Major tobacco companies say the U.S. government has gone too far with the new warning labels it is requiring them to attach to every pack of cigarette, and they're fighting back.

The U.S. Food and Drug Administration's latest demand is for graphic labels that include a picture of a sewn-up corpse and sickly-looking diseased lungs with the bleak warning: "Smoking can kill you" and "Cigarettes cause fatal lung disease."

And the labels must take up the entire top half of both sides of every pack of cigarettes, amounting to 20 per cent of the entire packaging, according to the new FDA rules.

The cigarette companies -- four of the five largest in the U.S. are involved in the suit -- say the warnings violate their right to free speech, and are excessively punitive.

"Never before in the United States have producers of a lawful product been required to use their own packaging and advertising to convey an emotionally-charged government message urging adult consumers to shun their products," the suit states.

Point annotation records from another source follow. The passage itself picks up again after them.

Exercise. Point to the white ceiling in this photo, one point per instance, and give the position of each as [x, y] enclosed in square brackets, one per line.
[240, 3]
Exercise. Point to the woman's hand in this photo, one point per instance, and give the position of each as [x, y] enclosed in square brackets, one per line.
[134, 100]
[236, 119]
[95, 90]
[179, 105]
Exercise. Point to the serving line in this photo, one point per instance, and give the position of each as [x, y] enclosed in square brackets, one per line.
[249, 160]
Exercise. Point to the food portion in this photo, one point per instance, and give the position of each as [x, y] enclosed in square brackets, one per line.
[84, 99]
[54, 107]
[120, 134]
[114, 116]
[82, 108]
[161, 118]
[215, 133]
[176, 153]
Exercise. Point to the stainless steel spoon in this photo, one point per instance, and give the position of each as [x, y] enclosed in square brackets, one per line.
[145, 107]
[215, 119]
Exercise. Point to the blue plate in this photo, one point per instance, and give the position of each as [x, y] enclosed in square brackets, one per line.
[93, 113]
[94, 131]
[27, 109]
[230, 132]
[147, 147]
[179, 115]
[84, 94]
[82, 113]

The action was filed in a federal court in Washington on Tuesday.

The companies also say the new requirements will cost them millions to implement and go well beyond simply stating a message about the adverse health effects of smoking.

It isn't fair, the suit alleged, that the government is now forcing the companies to feature government anti-smoking advocacy more prominently than their own branding.

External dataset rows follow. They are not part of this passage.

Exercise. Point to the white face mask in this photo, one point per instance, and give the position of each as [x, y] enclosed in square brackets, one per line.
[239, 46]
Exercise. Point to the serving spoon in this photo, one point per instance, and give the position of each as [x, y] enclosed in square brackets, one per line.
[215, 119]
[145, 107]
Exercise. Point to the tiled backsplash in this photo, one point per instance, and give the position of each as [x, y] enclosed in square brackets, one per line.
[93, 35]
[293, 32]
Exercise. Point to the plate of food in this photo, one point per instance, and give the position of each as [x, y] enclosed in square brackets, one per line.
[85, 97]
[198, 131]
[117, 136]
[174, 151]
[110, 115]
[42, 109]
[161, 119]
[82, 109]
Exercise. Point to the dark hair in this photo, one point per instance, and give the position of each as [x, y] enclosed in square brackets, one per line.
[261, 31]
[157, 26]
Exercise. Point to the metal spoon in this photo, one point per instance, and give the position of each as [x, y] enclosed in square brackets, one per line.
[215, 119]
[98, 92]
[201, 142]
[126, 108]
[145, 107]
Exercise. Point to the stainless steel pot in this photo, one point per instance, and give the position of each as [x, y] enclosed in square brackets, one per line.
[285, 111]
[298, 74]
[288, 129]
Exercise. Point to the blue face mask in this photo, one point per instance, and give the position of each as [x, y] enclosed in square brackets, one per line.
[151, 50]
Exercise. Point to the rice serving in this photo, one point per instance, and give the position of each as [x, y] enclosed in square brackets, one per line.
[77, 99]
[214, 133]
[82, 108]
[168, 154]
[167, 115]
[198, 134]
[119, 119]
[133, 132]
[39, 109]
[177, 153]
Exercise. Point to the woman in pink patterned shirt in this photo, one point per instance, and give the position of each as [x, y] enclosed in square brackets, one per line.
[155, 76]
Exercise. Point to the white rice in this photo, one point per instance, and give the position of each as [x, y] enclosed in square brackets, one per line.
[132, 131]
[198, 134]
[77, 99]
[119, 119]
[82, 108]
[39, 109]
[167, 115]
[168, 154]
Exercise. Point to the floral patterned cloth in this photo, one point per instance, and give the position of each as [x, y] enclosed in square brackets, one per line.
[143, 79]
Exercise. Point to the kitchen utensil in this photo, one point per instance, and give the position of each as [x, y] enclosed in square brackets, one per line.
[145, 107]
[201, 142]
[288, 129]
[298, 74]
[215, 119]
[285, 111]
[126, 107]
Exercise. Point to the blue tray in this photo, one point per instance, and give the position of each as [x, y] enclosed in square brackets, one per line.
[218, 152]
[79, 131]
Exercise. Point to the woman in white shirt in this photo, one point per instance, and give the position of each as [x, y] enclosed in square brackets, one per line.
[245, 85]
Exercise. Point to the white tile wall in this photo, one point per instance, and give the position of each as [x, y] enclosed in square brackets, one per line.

R.J. Reynolds Tobacco Co., Lorillard Tobacco Co., Commonwealth Brands Inc., Liggett Group LLC and Santa Fe Natural Tobacco Company Inc. are all involved in the suit.

The owners of Philip Morris USA, the largest cigarette maker in the U.S., are not involved in the suit.

The sewn-up corpse and diseased lung are just two of nine warning labels that tobacco companies will be required to print on their packaging, along with the dire warnings and a phone number for a stop-smoking hotline.

They were defended in June as frank and honest warnings about the dangers of smoking by U.S. Health and Human Services Secretary Kathleen Sebelius.

The tobacco makers complain the warning labels are unnecessarily emotional, and the photos have been manipulated to emphasize the government's point. They claim the 'corpse' with its chest apparently sewn up is actually an actor, and the image of the yellow and black lung looks worse because the so-called healthy lung has been cleaned up to enhance the contrast.

The FDA has not commented publicly on the lawsuit as it is pending litigation.

Canada's requirements for tobacco companies are more strident than those in the U.S. Under current laws, cigarette packages are required to have a health warning that takes up 50 per cent of both the back and front of the package, in both French and English.

They must also include a warning label on the inside of the package, and must avoid the use of the terms "light" and "mild" from their packaging.

In addition, the amount of tar, nicotine, carbon monoxide, formaldehyde, hydrogen cyanide and benzene emission must be clearly listed on the package.